We built an integrated dataset combining Redfin’s monthly housing market data with the U.S. Census Bureau’s American Community Survey at the county level (2012–2023), focused on the three big PA metros (Philadelphia, Pittsburgh, Harrisburg), and forecast affordability through 2028 with two complementary models:
- ARIMA to capture temporal patterns and seasonality in median sale price.
- XGBoost to incorporate the broader socioeconomic features (education, population, income, marriage and poverty rates) that ARIMA can’t ingest.

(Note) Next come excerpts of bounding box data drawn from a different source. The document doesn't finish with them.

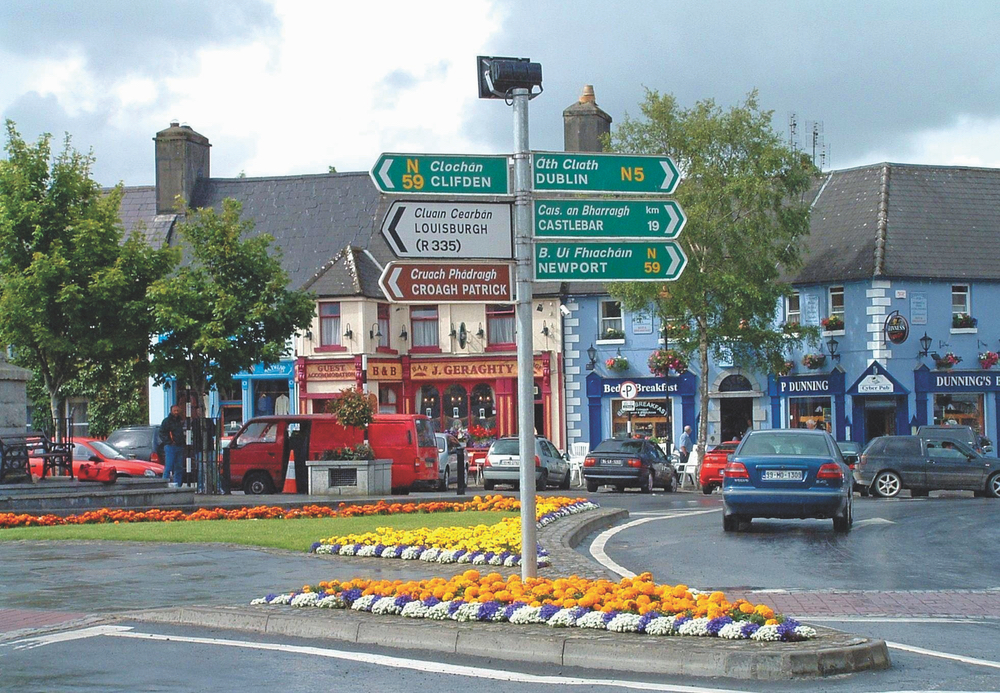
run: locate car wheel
[243,472,274,496]
[872,472,903,498]
[986,473,1000,498]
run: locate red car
[698,440,740,496]
[30,438,163,479]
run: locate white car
[483,436,570,491]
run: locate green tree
[150,199,315,402]
[0,121,175,430]
[608,91,816,450]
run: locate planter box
[306,459,392,496]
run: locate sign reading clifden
[378,261,514,303]
[535,241,687,282]
[531,152,680,194]
[371,154,510,195]
[534,198,687,241]
[382,200,514,260]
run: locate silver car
[483,436,570,491]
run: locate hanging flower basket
[649,349,687,378]
[934,351,962,371]
[604,356,628,372]
[802,354,826,371]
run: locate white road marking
[590,508,722,578]
[9,626,752,693]
[885,640,1000,669]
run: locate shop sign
[306,360,356,381]
[410,359,544,380]
[368,361,403,382]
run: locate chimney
[563,84,611,152]
[153,120,212,214]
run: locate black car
[104,426,164,464]
[583,438,677,493]
[854,436,1000,498]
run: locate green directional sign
[531,152,680,195]
[533,198,687,241]
[535,241,687,282]
[371,154,510,195]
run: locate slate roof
[791,163,1000,284]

The primary metric is the affordability ratio — median sale price ÷ median household income. Lower is more affordable. PA lawmakers have informally floated a “3× rule” as a target: median home price should be roughly three times median household income.
Tech stack
R / tidyverse / forecast / xgboost / ggplot2
Research paper
Presentation
50-slide deck walking through EDA, methods, and results in more visual detail than the paper.
Key findings
Pittsburgh metro is on track to remain the most accessible of PA’s three big metros through 2028; Philadelphia the least.

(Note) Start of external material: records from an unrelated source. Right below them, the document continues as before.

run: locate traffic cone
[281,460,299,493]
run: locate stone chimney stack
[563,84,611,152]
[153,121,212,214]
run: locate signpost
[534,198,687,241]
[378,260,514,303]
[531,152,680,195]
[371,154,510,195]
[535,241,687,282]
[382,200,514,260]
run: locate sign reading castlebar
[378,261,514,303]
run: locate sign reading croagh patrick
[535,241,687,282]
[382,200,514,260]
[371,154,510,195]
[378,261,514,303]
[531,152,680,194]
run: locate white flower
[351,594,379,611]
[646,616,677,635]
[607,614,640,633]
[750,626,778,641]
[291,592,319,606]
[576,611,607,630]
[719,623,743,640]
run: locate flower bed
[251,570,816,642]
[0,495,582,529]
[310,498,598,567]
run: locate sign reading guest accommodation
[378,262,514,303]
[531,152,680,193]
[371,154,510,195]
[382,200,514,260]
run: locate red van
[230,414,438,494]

| Metro | 2028 affordability ratio | Trajectory |
|---|---|---|
| Pittsburgh | 2.76 | mostly improving |
| Harrisburg | 3.18 | mixed |
| Philadelphia | 3.76 | mostly worsening |
Most affordable county in each metro (2028 forecast):
- Pittsburgh — Westmoreland County (2.50)
- Harrisburg — Perry County (2.07)
- Philadelphia — Delaware County (3.21)
Worst affordability in 2028 — all in the Philadelphia metro: Chester (4.07), Bucks (3.96), Philadelphia (3.84), Montgomery (3.61).

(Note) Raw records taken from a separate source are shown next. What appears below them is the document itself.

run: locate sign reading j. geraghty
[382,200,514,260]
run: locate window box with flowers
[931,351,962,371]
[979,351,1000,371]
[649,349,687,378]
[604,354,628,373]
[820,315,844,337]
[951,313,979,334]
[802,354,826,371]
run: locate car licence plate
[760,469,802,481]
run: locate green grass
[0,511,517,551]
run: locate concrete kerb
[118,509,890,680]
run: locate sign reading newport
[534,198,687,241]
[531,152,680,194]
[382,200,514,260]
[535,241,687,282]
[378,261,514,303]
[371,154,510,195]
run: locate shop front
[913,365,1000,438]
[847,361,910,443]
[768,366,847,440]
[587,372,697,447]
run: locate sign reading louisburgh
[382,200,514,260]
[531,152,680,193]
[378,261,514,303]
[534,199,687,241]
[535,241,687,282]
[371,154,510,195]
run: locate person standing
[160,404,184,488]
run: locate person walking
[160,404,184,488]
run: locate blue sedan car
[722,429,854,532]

What actually drives the ratio. XGBoost’s top three features were median price per square foot, share of population with a bachelor’s degree, and total population — i.e., the dense, educated areas are the expensive ones. At the extremes, social factors moved together: Chester County (richest in PA) had the highest marriage rate, lowest poverty rate, and highest education rate; Forest County was the inverse on every axis.
Method note. XGBoost outperformed ARIMA on MAE and RMSE across most counties. The two models agreed on county rankings — except Philadelphia County, where they diverged sharply, suggesting that market is structurally hard to forecast (likely because of the big 2021–2023 correction the EDA flagged).